WASHINGTON'S LEADING BUSINESS MAGAZINE

Virgin on Biz The boring (tunnel) details

Seattle is actually going to replace the viaduct with a tunnel; it will be entertaining and instructive to see how it gets built.
Bill Virgin |   November 2011   |  FROM THE PRINT EDITION

So we’re going to build the darn thing.

After years of arguing and studying and foot dragging and a few votes that may or may not have meant anything, we’re finally going to start digging the tunnel that will replace the Alaskan Way Viaduct and carry State Route 99’s traffic through Seattle.

That may be the greatest accomplishment in this saga. Never mind if the tunnel gets built on time or within hailing distance of its budget or if the viaduct gets taken down without mishap or the tunnel works the way it’s supposed to. The fact that a decision was made by elected officials—some of them, anyway—is deserving of a plaque of recognition somewhere near the tunnel entrance.

Getting to this happy day was the product of not only overcoming a Seattle process that is tipped toward delay and indecision, but also the result of distracting and spurious arguments offered by both sides.

On the pro-viaduct side, the case has been made that losing the elevated highway means losing great views of Elliott Bay. If you, the motorist, are sightseeing from the viaduct, then you’re not paying enough attention to the traffic, such as that stalled truck just ahea…WHUMP.

The anti-viaduct camp, meanwhile, argued that tearing down the structure would remove an unpardonable blight on the city, one that sent people fleeing in terror, ears covered from the roar of traffic. If you’re of such fragile constitution that the sound of cars passing nearby is too much to bear, your absence probably hasn’t been missed by the tourists and city dwellers who somehow managed to brave the horrific conditions to stroll the waterfront.
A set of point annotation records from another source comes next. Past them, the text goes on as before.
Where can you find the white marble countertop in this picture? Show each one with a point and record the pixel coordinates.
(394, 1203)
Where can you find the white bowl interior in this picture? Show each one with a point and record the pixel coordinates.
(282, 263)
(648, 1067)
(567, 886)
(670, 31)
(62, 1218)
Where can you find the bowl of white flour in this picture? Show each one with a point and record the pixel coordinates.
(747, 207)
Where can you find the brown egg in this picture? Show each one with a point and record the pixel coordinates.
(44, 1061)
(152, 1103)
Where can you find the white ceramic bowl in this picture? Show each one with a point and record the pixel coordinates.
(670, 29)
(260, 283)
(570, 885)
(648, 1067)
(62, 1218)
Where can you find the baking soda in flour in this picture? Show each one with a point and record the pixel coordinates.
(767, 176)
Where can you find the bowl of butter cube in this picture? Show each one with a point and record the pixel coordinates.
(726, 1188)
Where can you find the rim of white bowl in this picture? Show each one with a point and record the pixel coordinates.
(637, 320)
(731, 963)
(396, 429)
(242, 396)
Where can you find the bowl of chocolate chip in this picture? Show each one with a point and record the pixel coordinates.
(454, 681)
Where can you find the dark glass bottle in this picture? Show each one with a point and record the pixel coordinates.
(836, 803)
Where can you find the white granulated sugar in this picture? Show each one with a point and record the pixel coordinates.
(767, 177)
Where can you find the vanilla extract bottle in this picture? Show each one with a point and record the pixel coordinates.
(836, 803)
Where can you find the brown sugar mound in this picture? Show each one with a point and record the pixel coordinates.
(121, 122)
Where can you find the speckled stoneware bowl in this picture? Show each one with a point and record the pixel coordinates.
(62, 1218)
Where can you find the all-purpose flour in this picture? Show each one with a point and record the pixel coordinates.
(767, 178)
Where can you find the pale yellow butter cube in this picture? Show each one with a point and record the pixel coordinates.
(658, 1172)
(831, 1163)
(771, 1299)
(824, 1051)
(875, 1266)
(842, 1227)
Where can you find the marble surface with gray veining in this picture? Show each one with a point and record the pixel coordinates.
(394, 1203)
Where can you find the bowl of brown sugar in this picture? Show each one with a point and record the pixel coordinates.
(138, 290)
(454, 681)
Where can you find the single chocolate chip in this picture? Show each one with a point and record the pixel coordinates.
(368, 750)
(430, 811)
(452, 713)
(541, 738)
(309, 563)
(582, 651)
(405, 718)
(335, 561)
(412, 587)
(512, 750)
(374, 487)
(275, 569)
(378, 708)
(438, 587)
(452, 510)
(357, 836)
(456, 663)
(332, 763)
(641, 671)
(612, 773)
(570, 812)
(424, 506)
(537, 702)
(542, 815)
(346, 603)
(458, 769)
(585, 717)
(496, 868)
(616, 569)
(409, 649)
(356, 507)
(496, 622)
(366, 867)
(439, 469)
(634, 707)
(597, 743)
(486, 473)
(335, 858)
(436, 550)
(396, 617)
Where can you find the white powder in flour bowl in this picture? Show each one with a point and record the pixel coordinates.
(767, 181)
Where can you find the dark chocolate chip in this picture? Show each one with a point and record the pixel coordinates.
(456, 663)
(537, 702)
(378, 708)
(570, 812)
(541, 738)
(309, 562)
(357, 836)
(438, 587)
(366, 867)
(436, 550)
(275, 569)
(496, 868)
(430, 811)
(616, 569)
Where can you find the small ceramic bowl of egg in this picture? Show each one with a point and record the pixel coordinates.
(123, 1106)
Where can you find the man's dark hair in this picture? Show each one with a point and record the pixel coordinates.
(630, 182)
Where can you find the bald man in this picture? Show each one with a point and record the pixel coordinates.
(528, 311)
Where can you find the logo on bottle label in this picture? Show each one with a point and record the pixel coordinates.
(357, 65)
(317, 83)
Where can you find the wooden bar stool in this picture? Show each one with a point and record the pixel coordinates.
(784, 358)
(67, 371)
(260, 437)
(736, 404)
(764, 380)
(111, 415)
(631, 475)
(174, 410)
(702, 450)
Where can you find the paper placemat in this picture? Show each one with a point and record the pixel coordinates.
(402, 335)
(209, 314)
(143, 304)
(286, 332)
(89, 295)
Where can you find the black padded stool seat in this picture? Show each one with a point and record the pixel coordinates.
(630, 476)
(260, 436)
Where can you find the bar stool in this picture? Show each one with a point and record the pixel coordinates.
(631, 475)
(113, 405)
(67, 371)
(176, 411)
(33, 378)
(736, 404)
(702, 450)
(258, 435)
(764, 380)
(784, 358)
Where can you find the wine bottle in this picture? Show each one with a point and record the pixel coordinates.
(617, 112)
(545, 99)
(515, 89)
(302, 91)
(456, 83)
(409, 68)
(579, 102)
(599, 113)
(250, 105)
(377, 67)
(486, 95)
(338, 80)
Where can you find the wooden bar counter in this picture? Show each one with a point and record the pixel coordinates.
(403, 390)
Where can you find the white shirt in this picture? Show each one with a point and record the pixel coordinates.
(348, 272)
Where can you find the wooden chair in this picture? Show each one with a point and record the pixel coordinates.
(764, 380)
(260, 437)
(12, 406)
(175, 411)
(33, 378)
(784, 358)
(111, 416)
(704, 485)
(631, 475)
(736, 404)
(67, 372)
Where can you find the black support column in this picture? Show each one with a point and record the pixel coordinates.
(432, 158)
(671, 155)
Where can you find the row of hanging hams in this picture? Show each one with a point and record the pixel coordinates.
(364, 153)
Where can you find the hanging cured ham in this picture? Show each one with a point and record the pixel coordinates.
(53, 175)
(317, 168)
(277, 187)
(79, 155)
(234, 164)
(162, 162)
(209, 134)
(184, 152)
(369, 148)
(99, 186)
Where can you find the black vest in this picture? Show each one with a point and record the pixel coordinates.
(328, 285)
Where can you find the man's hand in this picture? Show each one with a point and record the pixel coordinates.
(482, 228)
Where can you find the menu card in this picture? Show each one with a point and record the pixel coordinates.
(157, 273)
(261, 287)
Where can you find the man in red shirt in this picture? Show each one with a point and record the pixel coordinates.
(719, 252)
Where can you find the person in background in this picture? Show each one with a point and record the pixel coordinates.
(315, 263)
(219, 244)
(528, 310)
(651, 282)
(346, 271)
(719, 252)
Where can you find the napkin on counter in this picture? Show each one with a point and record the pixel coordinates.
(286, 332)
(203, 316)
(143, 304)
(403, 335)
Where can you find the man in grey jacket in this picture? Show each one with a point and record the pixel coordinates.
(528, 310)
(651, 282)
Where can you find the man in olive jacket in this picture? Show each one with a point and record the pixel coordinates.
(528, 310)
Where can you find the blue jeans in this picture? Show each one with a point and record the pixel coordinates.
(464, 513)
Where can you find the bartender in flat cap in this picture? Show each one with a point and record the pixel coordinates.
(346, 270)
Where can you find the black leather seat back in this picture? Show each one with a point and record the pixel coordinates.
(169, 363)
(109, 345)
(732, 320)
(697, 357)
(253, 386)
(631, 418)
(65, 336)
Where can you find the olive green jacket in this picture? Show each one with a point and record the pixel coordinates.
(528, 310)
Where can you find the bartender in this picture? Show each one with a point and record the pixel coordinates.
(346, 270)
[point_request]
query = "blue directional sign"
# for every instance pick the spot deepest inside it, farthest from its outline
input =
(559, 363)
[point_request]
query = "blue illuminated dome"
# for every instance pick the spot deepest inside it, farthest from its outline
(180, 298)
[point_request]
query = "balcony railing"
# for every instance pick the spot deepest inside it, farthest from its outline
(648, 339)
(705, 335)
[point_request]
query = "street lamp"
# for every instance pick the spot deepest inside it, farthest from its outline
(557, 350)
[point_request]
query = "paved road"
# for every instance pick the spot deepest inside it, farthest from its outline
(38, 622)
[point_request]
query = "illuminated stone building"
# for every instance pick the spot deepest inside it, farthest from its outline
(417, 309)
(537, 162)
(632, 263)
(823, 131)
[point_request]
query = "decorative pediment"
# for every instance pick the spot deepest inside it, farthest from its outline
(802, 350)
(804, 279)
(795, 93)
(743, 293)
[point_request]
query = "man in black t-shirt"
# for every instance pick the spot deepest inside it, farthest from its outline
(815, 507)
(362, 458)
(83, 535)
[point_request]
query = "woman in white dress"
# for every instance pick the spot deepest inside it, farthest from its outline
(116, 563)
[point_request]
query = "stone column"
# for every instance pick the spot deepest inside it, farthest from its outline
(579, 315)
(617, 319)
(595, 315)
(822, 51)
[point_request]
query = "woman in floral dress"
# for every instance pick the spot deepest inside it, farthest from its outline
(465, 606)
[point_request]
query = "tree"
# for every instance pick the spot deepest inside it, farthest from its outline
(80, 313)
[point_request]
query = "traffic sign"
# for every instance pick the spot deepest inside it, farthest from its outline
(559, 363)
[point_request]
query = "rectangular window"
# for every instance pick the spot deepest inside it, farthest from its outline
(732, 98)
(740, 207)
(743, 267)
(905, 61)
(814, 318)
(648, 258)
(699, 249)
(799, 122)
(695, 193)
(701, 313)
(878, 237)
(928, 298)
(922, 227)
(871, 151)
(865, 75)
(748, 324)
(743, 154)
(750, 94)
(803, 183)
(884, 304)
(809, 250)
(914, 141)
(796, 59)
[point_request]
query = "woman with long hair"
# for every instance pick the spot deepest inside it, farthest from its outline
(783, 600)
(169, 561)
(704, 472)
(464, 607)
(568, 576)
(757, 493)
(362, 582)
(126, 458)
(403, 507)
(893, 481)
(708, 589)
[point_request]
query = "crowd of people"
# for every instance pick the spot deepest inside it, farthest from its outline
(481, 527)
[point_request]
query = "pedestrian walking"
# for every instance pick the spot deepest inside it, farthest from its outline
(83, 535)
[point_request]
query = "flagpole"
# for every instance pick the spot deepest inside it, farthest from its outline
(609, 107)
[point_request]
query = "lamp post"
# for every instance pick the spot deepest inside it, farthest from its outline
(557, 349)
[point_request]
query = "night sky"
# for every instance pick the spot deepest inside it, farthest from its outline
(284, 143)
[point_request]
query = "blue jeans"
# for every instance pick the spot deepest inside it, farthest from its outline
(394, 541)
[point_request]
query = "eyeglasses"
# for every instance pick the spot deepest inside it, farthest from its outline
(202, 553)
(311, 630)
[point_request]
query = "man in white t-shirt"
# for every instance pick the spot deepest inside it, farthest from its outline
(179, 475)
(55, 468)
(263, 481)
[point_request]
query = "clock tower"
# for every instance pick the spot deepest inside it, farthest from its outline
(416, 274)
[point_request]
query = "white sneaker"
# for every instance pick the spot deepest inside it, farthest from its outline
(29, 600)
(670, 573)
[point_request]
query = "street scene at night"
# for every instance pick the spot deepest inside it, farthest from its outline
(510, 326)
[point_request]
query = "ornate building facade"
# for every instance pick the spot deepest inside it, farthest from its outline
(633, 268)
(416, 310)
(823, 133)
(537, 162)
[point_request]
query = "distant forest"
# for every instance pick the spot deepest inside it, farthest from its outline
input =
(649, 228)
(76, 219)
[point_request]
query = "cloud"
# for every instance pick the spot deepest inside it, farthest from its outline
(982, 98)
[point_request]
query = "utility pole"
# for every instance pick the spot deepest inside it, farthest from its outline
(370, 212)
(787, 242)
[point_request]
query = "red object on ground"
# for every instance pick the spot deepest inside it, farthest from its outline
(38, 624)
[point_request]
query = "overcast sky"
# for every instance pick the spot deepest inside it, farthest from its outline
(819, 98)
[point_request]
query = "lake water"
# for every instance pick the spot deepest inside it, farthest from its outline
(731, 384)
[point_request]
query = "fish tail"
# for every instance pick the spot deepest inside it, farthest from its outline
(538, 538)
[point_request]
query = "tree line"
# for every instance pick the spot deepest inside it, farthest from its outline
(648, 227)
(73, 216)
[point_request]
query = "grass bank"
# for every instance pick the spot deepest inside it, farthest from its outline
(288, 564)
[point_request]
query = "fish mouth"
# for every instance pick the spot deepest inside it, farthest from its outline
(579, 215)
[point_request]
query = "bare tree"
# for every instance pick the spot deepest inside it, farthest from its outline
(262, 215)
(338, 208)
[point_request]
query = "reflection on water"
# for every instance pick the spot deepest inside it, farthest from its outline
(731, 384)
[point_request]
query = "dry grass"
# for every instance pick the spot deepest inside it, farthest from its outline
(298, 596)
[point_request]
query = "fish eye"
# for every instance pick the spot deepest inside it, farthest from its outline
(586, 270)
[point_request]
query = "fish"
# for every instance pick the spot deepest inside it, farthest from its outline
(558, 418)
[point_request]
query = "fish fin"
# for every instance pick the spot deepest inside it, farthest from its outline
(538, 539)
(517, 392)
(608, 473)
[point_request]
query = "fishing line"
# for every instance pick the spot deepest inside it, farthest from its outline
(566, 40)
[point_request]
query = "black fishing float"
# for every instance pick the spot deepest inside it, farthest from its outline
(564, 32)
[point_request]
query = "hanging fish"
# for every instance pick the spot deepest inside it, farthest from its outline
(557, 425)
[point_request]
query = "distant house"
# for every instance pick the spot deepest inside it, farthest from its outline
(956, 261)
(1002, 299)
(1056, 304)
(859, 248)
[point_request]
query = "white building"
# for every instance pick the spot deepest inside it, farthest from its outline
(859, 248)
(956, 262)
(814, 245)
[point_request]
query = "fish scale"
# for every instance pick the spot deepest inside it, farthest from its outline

Time spent wrangling over those issues diverted attention from legitimate concerns raised by both sides.

Those who wanted the viaduct shored up or replaced or, failing that, a tunnel, were right to be concerned with lost traffic-carrying capacity in a region short of north-south through routes. The “we’ll replace it with nothing” option was never a serious, adult proposal. The tunnel preserves that travel corridor (although Seattle’s mayor would likely prefer a highway with no exit ramps, all the better to keep the hated automobile out of town).

Speaking of Mayor Mike McGinn, as fun as lampooning his increasingly isolated position on the tunnel was, he was absolutely right to raise this issue: Who gets stuck with the tab, especially if it costs a bit more than what’s been promised?

He had plenty of precedent upon which to base that question. We quote here from the Wikipedia entry for Boston’s Central Artery/Tunnel Project, known to thee and me as the Big Dig (which also replaced an elevated highway): “The most expensive highway project in the U.S. … was plagued by escalating costs, scheduling overruns, leaks, design flaws, charges of poor execution and use of substandard materials, criminal arrests and even four deaths.”

Nor did he need to go so far afield to cite problematic projects: From Galloping Gertie to WPPSS to the I-90 sinking bridge to Sound Transit’s light rail, Washington has had its own track record of construction debacles, spiraling costs and, on occasion, both.

But sometimes stuff gets built in this state, even big stuff. Grand Coulee Dam still works. The Space Needle is a globally recognizable emblem of the city. The Tacoma Narrows is now spanned by not one but two bridges. Whatever one thinks of buildings like EMP or the downtown Seattle Public Library, they got built and people come to see them. I-90 through the westside approaches to Snoqualmie Pass still has the capacity to impress as an engineering feat.

So having accomplished the seemingly impossible once—hacking through the impenetrable thicket of Seattle non-decision making—the planners and designers and engineers and construction workers will be asked to carry out an equally Herculean task: digging and building the tunnel without having to shore it up with stacks of dollar bills.

Accomplishing both will prove necessary to achieve what we want. Only one of them is likely to make us feel at all proud about what we’ve built or optimistic about what project we might take on next.

BILL VIRGIN is the founder and editor of the Washington Manufacturing Alert and the Pacific Northwest Rail News.